Mais il y a pire, car, pendant que les forces aériennes anglo-américano-françaises tentent de neutraliser Kadhafi, la grogne sociale commence à enfler dangereusement au… Royaume-Uni, aux Etats-Unis et surtout dans la zone euro et en particulier en France. Les résultats du premier tour des élections cantonales dans l’Hexagone confirment d’ailleurs qu’à l’inverse de ce qu’ont voulu faire croire les éminents politologues nationaux, cette grogne ne transparaît pas seulement dans les sondages, mais est aussi bien présente sur le terrain.

Autrement dit, pendant que la France essaie d’œuvrer pour promouvoir la démocratie à travers le monde, elle subit une montée en puissance des forces anti-démocratiques sur son propre territoire. Cela ressemble étrangement aux années 1775-83 au cours desquelles la France était essentiellement préoccupée par l’indépendance de l’Amérique, de manière à affaiblir au maximum l’ennemi anglais, sans se soucier qu’en son sein, une révolution était en train de se cristalliser.

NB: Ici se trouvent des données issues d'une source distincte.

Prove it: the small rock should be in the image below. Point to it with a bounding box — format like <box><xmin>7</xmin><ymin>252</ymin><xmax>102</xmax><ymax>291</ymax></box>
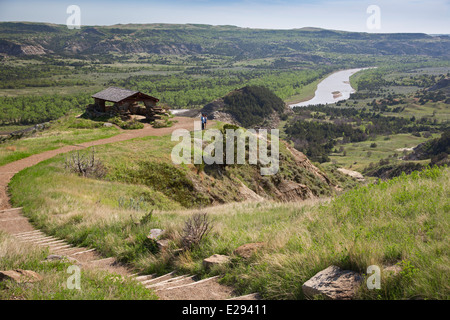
<box><xmin>147</xmin><ymin>229</ymin><xmax>164</xmax><ymax>240</ymax></box>
<box><xmin>203</xmin><ymin>254</ymin><xmax>231</xmax><ymax>269</ymax></box>
<box><xmin>43</xmin><ymin>254</ymin><xmax>79</xmax><ymax>264</ymax></box>
<box><xmin>156</xmin><ymin>239</ymin><xmax>170</xmax><ymax>251</ymax></box>
<box><xmin>0</xmin><ymin>269</ymin><xmax>43</xmax><ymax>283</ymax></box>
<box><xmin>302</xmin><ymin>266</ymin><xmax>363</xmax><ymax>300</ymax></box>
<box><xmin>233</xmin><ymin>242</ymin><xmax>265</xmax><ymax>259</ymax></box>
<box><xmin>45</xmin><ymin>254</ymin><xmax>64</xmax><ymax>261</ymax></box>
<box><xmin>383</xmin><ymin>265</ymin><xmax>402</xmax><ymax>276</ymax></box>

L’Histoire va-t-elle, une fois encore, bégayer ? Nous n’en savons rien. Néanmoins, ce que nous savons c’est que, compte tenu des erreurs stratégiques actuelles, la situation économique de la zone euro et de la France a de fortes chances de se dégrader significativement dans les prochains mois. En effet, dans la perspective d’une imminente remontée du taux refi de la BCE et face à une farouche volonté américaine de maintenir les taux directeurs de la Fed à zéro, l’euro s’est de nouveau fortement apprécié. Cette flambée est d’autant plus incongrue que la crise de la dette publique des pays du Sud de la zone est toujours présente. Les taux des obligations d’Etat à dix ans sont ainsi de près de 13 % en Grèce, de quasiment 10 % en Irlande et d’environ 7,5 % au Portugal.

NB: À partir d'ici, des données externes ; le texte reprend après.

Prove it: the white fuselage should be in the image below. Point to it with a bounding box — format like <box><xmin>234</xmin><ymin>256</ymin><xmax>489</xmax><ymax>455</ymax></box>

Et cela n’est par terminé, car si, pour le moment, la dette publique française continue de bénéficier de taux d’intérêt bas grâce à un bienveillant triple A, un dérapage social, politique ou militaire et, a fortiori, les trois à la fois imposeront aux agences de notation de revoir leur position. Pis, le cavalier seul de la France dans la crise libyenne a encore dégradé les relations franco-allemandes, qui n’étaient déjà pas au beau fixe. Or, il est clair que, sans une solidité à toute épreuve du couple France-Allemagne, la zone euro est fragilisée, ce qui rendra mécaniquement plus difficile la gestion des prochaines crises de la dette publique.

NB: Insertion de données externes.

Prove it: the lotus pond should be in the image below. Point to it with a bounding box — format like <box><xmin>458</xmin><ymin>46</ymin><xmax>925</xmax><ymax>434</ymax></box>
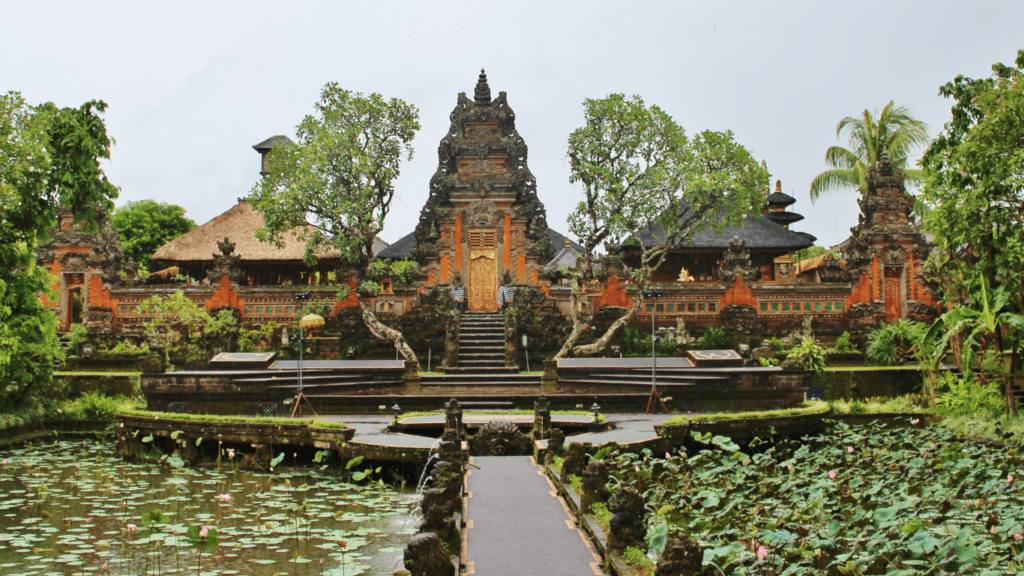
<box><xmin>606</xmin><ymin>423</ymin><xmax>1024</xmax><ymax>576</ymax></box>
<box><xmin>0</xmin><ymin>441</ymin><xmax>417</xmax><ymax>576</ymax></box>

Après avoir échappé au pire à trois reprises en moins d’un an (crise grecque début 2010, irlandaise fin 2010 et de la dette publique au sens large il y a deux mois), puis avoir été sauvée in extremis grâce aux concessions allemandes, la zone euro risque de ne pas résister à une quatrième secousse. C’est en cela que la nouvelle vague d’appréciation excessive de l’euro/dollar nous paraît extrêmement dangereuse, dans la mesure où elle peut faire replonger la plupart des pays eurolandais, y compris la France, dans la récession. Déjà latente, la crise sociale deviendra alors patente et redoublera très vite en intensité, avec toutes les conséquences dramatiques que cela peut engendrer sur la stabilité politique et la crédibilité internationale des pays en question.

S’il est évidemment louable d’aider les peuples à entrer dans l’univers de la démocratie, il est aussi indispensable de ne pas sous-estimer les problèmes nationaux et de tout mettre en œuvre pour restaurer au plus vite une croissance forte, de manière à réduire le chômage, à lutter contre les inégalités et à réactiver l’ascenseur social. Il en va de l’avenir de la zone euro et du bon fonctionnement des pays qui la constituent, à commencer par la France.